First, a disclaimer: I am not a practitioner of digital signal processing (DSP), so I am probably not the best person to review a textbook on this subject. The reason I'm writing this review is to give praise to the author's wonderful coverage of certain fundamental topics for the benefit of his readers.Too many authors make the mistake of assuming strong competence in certain subjects on the part of the reader. As a teacher, I know all too well how students (of any subject) bring a patchwork of understanding to their exploration of more advanced topics. Never, ever assume all your readers (or students) "know the basics" before launching into an explanation of any complex topic! Steven Smith is well aware of this in his writing, and has accordingly provided wonderful chapters explaining fundamental concepts to ensure his readers do have the necessary foundational framework to understand DSP.Case in point: chapter 30 on the Laplace Transform is by far the clearest explanation I have ever encountered. For anyone who has ever struggled to understand what Laplace Transforms are and how they work, this book is for you!

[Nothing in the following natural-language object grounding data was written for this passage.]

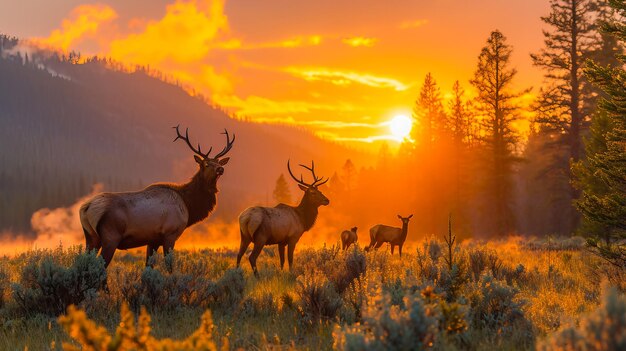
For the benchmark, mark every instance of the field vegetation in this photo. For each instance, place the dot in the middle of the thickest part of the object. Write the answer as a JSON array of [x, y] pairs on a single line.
[[514, 294]]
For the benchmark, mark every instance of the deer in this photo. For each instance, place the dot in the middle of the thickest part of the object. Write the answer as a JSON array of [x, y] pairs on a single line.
[[282, 225], [348, 237], [381, 233], [157, 215]]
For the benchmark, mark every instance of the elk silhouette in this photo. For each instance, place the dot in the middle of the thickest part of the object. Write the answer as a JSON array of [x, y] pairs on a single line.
[[381, 233], [348, 237], [157, 215], [282, 225]]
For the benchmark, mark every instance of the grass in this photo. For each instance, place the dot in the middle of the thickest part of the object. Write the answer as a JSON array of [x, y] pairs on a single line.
[[526, 292]]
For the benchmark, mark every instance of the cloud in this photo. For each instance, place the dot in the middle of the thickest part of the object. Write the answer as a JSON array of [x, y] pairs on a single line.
[[288, 43], [413, 24], [346, 78], [185, 34], [360, 41], [327, 124], [368, 139], [83, 21]]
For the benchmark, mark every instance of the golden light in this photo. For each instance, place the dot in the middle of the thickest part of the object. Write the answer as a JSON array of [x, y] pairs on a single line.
[[400, 126]]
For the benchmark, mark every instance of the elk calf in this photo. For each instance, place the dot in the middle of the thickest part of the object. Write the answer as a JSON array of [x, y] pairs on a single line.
[[381, 233], [282, 225], [157, 215], [348, 237]]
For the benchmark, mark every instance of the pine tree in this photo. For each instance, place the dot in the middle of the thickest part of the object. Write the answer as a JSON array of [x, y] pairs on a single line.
[[282, 193], [604, 203], [459, 119], [348, 173], [565, 104], [495, 101], [428, 113]]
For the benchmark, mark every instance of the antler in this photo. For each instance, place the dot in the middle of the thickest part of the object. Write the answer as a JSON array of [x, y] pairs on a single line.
[[316, 180], [229, 145], [186, 139]]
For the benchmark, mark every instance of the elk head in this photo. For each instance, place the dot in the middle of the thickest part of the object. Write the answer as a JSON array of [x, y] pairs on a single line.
[[211, 168], [405, 220], [312, 194]]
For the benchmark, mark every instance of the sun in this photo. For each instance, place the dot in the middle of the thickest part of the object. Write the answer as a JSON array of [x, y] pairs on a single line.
[[400, 126]]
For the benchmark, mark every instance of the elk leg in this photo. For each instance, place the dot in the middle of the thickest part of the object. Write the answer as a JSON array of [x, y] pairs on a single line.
[[108, 250], [150, 250], [168, 247], [245, 242], [256, 251], [290, 249], [281, 253]]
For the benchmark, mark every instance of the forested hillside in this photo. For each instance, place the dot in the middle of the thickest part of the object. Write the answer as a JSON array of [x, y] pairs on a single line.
[[66, 126]]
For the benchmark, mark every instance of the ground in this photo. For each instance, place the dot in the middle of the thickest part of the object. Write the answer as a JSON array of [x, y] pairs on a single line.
[[508, 294]]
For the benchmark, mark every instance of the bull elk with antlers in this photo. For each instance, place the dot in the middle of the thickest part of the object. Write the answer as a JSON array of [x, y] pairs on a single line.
[[282, 225], [157, 215]]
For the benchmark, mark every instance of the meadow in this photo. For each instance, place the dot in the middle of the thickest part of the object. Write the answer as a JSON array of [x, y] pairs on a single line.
[[514, 294]]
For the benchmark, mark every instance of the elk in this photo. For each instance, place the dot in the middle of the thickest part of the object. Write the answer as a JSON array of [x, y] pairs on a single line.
[[348, 237], [282, 225], [381, 233], [157, 215]]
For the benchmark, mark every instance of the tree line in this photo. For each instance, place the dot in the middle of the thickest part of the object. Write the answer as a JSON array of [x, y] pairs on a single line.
[[467, 157]]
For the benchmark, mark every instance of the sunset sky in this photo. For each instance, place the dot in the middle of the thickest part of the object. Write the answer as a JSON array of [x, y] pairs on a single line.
[[341, 68]]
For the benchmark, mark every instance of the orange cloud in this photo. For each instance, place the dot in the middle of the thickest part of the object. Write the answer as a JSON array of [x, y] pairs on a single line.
[[360, 41], [413, 24], [183, 35], [84, 20], [259, 106], [346, 77], [289, 43]]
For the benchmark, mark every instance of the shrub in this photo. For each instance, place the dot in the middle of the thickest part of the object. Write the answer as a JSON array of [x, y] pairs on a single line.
[[452, 281], [49, 288], [477, 263], [493, 306], [604, 329], [230, 287], [4, 285], [263, 305], [318, 299], [128, 336], [170, 291], [389, 327], [354, 266]]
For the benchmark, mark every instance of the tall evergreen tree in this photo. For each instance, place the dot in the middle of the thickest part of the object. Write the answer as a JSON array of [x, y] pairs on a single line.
[[428, 113], [495, 101], [603, 200], [460, 117], [281, 190], [564, 105]]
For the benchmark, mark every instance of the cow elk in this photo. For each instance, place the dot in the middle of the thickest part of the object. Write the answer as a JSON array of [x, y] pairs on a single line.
[[381, 233], [282, 225], [157, 215], [348, 237]]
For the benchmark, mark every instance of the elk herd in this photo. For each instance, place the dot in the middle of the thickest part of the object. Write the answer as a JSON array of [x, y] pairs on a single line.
[[157, 215]]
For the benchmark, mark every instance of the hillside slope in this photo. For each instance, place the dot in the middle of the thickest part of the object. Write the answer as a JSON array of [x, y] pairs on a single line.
[[64, 127]]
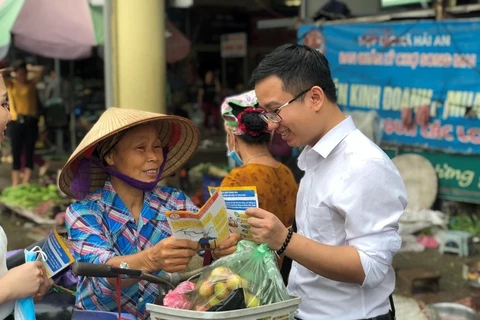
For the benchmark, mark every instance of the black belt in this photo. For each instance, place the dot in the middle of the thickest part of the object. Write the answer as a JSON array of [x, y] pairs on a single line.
[[387, 316]]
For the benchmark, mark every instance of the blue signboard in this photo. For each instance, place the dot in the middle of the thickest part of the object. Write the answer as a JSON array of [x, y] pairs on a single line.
[[407, 68]]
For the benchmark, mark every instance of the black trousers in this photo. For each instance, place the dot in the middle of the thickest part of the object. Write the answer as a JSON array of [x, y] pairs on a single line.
[[23, 136]]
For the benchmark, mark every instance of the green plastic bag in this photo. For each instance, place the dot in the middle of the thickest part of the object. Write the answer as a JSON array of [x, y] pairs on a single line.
[[252, 267]]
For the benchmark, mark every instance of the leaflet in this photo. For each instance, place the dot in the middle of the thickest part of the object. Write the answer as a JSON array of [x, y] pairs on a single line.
[[237, 201]]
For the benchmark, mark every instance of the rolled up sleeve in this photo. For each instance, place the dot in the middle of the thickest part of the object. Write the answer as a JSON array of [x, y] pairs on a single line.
[[89, 242], [372, 201]]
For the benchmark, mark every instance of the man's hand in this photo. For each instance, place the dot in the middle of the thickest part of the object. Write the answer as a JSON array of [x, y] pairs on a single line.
[[44, 287], [22, 281], [266, 228], [227, 247], [171, 255]]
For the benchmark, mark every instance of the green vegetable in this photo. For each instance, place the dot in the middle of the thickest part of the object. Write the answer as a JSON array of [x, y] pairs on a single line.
[[29, 196]]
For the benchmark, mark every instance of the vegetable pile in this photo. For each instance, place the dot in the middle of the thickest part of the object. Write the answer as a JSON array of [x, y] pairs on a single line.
[[30, 196]]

His use of the "probing waveform" to illustrate how the kernel of a Laplace integral (e^-st) works is worth the price of the book all on its own. Wonderful stuff, this is!

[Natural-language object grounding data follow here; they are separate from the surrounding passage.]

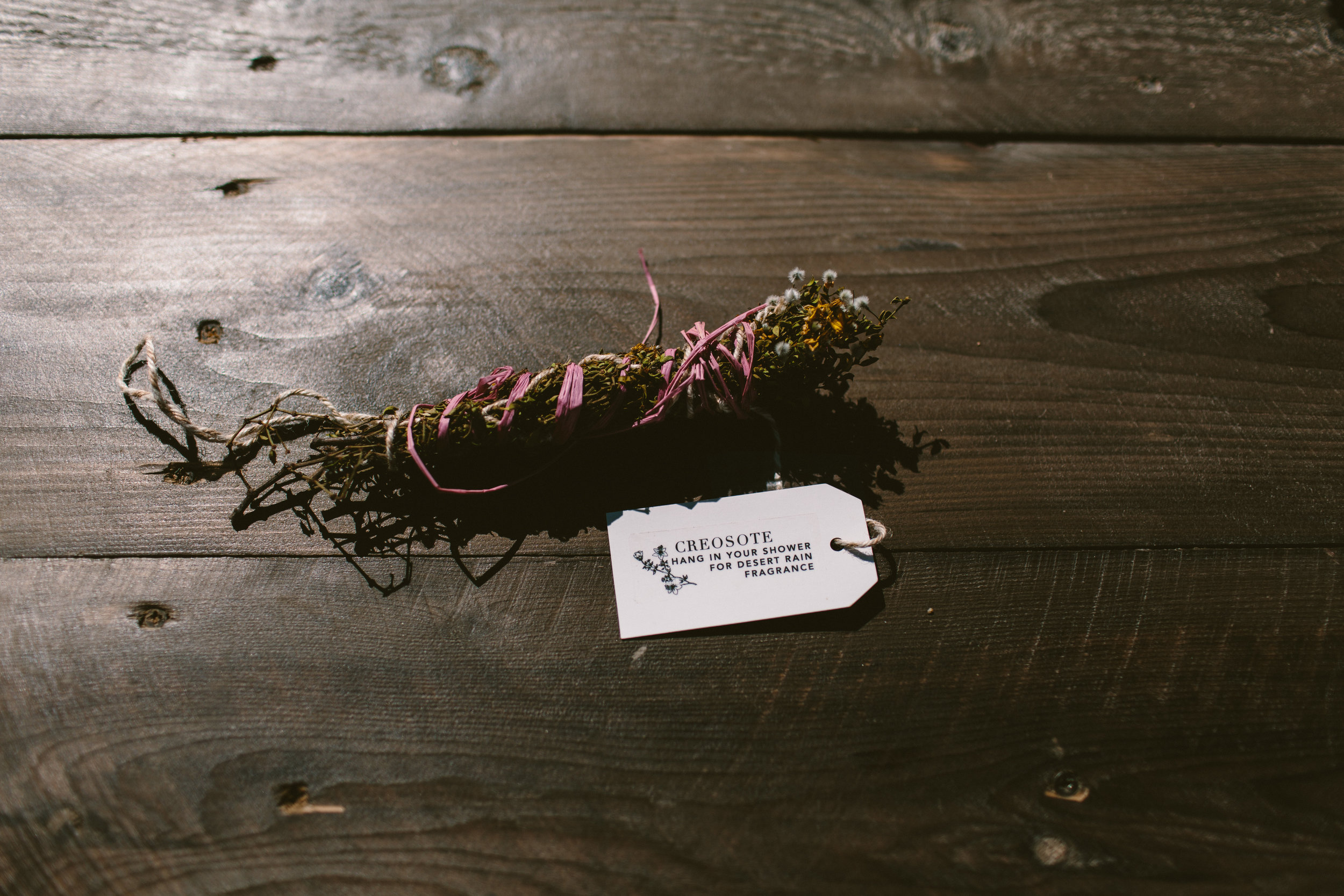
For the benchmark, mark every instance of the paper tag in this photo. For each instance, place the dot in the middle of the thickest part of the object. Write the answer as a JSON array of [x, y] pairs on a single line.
[[737, 559]]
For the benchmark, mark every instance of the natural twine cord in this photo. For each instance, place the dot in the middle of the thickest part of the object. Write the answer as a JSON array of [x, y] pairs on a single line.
[[245, 434], [875, 529]]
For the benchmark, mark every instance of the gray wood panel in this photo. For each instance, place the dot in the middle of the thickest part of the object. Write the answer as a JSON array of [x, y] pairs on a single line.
[[1124, 346], [503, 741], [1183, 69]]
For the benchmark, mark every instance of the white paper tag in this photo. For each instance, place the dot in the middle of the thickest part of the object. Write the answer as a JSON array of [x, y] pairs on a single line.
[[737, 559]]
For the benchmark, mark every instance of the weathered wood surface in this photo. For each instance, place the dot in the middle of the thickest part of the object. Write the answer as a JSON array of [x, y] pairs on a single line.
[[503, 741], [1254, 69], [1124, 346]]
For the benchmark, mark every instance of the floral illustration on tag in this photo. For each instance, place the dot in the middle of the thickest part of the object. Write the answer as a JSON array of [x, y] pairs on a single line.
[[663, 567]]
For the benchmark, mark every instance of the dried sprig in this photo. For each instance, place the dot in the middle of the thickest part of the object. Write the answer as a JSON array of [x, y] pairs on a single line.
[[512, 422]]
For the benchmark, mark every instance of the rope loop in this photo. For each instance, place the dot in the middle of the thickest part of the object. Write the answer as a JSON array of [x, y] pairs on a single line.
[[875, 529]]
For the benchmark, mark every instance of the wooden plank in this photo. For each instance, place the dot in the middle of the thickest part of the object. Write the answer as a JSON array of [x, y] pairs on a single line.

I've really needed to know about DSP for a while, so I decided to dive in. The inter-webs said that this was the right book, and it sure is. Cleanly written, it has nicely filled in the math fuzzy patches from classes 40 years ago, and then proceeded into the good stuff. I am getting it strictly under self-study, and it is helping with an app I am building.I bought the book, but couldn't wait to start, so downloaded all of the on-line chapters and started working through them. When the book arrived, I found it wasn't an exact match: the author's web page has a few extra chapters near the end. But it is the same great stuff. I will continue through all this on the beach over the next week. It has been a while since I have been this excited about math.

I started reading this book online by chapters because I wanted to learn about Fourier Transforms. That reading exceeded my expectations on my understanding without getting deep into the weeds of mathematics. I was reading it online so often, I decided to go for this hard copy. I find new chapters in the hard copy such as digital image processing and the Z-transform that were not in the online version.The chapters are well organized and any engineer or serious experimenter or inventor will be able to select a specific topic and understand the concepts of Digital Signal Processing without a deep mathematics background. You will need a good foundation in high school Analytic Geometry and the Pythagorean Theorem. Basic calculus would help but you only need to understand logarithms and what the Sigma summation symbol means. With that basic understanding, you will be on your way to being a DSP expert.